How can a Container help you? A Container is a tool for lightweight virtualization. Like Virtual box and VM ware, a Container allows your single computer to act like multiple computers while only using operating system-level virtualization. A Container makes it easier for you to pack, ship, and execute your program with its framework and dependencies in one package. By containerizing the application platform and its dependencies, differences in OS distributions and underlying infrastructure are abstracted away. But how exactly does operating-system-level virtualization do this, and what makes it useful?
Operating-system-level virtualization is where your computer kernel allows the existence of multiple isolated user-space instances. These user-space instances enable applications and users to feel like they have a complete set of computer resources at their disposal, all within the host operating system. Several capabilities must be present for OS-level virtualization to function.

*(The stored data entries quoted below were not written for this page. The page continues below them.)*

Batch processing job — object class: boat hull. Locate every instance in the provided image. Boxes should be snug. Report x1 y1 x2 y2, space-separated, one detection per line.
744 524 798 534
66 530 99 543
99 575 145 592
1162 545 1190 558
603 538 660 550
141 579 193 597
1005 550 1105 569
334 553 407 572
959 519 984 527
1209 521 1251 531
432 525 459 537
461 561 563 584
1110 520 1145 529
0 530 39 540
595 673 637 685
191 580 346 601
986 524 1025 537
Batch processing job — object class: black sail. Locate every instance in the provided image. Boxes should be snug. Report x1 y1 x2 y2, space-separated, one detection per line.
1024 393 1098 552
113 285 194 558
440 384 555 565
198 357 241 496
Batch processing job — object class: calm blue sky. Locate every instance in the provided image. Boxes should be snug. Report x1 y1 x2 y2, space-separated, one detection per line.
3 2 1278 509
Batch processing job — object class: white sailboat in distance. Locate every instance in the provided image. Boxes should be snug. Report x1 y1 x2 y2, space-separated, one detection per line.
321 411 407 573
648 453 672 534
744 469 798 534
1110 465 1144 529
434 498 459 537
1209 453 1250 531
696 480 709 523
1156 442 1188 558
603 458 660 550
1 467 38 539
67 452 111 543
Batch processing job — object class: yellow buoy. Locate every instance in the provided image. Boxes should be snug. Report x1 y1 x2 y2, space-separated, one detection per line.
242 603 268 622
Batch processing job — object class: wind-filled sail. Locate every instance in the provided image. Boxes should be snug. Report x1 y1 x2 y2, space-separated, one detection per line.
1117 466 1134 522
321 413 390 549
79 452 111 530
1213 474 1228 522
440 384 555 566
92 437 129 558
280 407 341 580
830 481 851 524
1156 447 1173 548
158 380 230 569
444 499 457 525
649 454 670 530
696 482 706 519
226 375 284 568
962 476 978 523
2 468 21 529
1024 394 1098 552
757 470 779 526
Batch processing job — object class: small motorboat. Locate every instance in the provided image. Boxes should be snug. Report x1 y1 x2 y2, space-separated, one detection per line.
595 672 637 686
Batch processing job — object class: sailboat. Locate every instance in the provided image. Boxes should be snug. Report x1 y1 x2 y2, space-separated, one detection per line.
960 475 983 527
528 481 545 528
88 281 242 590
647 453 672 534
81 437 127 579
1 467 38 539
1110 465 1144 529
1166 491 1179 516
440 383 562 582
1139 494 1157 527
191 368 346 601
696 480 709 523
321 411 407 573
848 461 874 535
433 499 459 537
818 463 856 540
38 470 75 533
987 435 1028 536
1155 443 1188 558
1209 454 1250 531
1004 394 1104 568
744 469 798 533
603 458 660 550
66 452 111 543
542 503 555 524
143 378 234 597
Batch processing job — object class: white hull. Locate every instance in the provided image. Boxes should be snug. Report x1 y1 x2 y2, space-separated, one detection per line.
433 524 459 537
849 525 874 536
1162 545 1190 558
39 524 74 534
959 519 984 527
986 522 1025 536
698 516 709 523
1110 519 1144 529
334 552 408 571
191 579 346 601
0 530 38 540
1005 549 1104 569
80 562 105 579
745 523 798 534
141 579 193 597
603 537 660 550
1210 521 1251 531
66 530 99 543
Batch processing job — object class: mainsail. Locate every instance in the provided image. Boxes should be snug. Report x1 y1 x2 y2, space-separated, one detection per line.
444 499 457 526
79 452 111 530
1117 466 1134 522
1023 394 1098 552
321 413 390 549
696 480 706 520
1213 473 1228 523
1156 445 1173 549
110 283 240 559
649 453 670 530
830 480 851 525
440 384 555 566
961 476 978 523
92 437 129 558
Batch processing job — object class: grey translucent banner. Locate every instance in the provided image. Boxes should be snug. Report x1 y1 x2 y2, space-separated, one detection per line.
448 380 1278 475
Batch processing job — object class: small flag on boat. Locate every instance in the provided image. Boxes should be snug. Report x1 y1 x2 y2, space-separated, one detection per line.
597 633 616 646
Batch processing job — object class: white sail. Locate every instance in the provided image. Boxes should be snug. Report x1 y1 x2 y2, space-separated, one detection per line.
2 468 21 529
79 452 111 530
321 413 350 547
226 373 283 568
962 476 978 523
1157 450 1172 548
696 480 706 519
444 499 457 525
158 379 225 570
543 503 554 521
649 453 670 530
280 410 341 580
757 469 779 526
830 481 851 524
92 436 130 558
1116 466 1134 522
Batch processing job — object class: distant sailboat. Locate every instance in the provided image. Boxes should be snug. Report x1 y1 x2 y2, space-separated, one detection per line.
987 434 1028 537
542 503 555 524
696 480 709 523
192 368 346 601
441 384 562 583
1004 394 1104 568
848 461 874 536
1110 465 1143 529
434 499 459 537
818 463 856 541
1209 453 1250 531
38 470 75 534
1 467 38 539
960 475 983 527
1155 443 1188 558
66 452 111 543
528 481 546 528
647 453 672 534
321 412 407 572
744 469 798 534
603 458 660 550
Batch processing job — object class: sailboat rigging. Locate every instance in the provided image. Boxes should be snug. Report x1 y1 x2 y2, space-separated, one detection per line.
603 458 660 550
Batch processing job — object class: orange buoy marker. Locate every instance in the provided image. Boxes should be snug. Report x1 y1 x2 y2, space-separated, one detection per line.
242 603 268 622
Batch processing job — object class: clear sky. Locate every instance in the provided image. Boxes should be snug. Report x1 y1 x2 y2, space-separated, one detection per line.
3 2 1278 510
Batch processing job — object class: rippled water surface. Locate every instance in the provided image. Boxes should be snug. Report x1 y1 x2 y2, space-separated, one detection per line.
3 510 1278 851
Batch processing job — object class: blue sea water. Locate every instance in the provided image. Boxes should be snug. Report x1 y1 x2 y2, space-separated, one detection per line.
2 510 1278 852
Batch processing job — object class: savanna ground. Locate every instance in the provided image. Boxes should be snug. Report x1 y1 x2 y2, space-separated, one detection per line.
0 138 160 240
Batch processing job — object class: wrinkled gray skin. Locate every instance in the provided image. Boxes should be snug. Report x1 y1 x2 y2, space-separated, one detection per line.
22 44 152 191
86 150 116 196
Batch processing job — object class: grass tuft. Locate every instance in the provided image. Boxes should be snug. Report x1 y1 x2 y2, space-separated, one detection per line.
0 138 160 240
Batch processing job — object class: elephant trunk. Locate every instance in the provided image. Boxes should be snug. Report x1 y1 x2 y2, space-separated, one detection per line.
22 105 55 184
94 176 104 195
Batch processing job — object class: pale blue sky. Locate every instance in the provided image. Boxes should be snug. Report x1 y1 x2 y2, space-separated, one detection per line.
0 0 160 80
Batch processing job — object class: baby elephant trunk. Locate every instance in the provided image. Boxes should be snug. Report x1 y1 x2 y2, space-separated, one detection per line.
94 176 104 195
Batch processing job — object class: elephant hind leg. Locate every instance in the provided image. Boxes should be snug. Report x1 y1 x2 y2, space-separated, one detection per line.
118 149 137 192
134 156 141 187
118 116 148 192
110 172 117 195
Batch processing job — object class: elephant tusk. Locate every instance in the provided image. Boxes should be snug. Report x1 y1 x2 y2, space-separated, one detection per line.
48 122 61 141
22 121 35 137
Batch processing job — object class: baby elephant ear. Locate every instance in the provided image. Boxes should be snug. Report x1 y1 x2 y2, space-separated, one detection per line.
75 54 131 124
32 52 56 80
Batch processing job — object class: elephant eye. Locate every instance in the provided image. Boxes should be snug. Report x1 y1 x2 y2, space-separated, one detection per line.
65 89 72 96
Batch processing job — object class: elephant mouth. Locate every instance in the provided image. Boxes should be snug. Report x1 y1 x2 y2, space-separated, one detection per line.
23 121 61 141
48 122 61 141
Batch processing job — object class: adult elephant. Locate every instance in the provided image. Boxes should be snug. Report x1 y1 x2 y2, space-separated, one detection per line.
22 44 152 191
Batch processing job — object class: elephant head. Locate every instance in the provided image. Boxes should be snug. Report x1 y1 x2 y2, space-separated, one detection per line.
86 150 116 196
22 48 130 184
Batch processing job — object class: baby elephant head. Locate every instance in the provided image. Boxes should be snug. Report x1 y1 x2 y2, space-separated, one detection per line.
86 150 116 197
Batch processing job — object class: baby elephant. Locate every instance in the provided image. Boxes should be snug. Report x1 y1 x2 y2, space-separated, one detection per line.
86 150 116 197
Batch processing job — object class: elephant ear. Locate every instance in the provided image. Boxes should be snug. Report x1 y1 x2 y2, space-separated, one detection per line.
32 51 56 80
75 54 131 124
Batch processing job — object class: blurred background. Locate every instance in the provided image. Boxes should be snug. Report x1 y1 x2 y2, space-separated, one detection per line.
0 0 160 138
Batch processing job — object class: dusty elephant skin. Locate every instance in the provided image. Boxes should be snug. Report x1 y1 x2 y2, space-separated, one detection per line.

The first capability required for OS-level virtualization to function is the change root function, also known as chroot, created in Linux 1979. Chroot is a command which causes a different directory to be the new root directory. The operating system boots up from the root directory, so changing the root directory enables a different operating system to boot up on a device.
Two additional capabilities are now central parts of enabling OS-level virtualization, Namespaces and Control groups.
Namespace’s limit what each user-space can see by providing isolation. Containers use namespaces of various kinds to provide the seclusion that is needed to remain portable and refrain from affecting the host system. Each aspect of a container runs in a separate namespace, which has limited access.
1. In a pid namespace you become a process identified by a PID # and your children are other processes. All the other programs outside of this tree not visible within the namespace.
2. In a mount namespace you can mount and unmount filesystems without affecting the host filesystem. This allows you to have a totally different set of devices mounted (usually less).
3. In a network namespace you can run programs on any port you want without it conflicting with what’s already running.
Control group (Cgroup)
Cgroup provides resource limitations and reporting capabilities within the container space.
Control group commonly manage:
- Network Bandwidth
In this article, you have learned a little about containers. You learned how OS-level virtualization creates the illusion of multiple user-spaces on a single computer and how Namespace isolates the user-space from the underline host. In addition, Cgroup gives you the ability to limit resources within your containers like CPU or memory. When considering which tool to use in your future software development projects, I hope you remember the benefits that Containers provide and how its lightweight virtualization could lighten your load.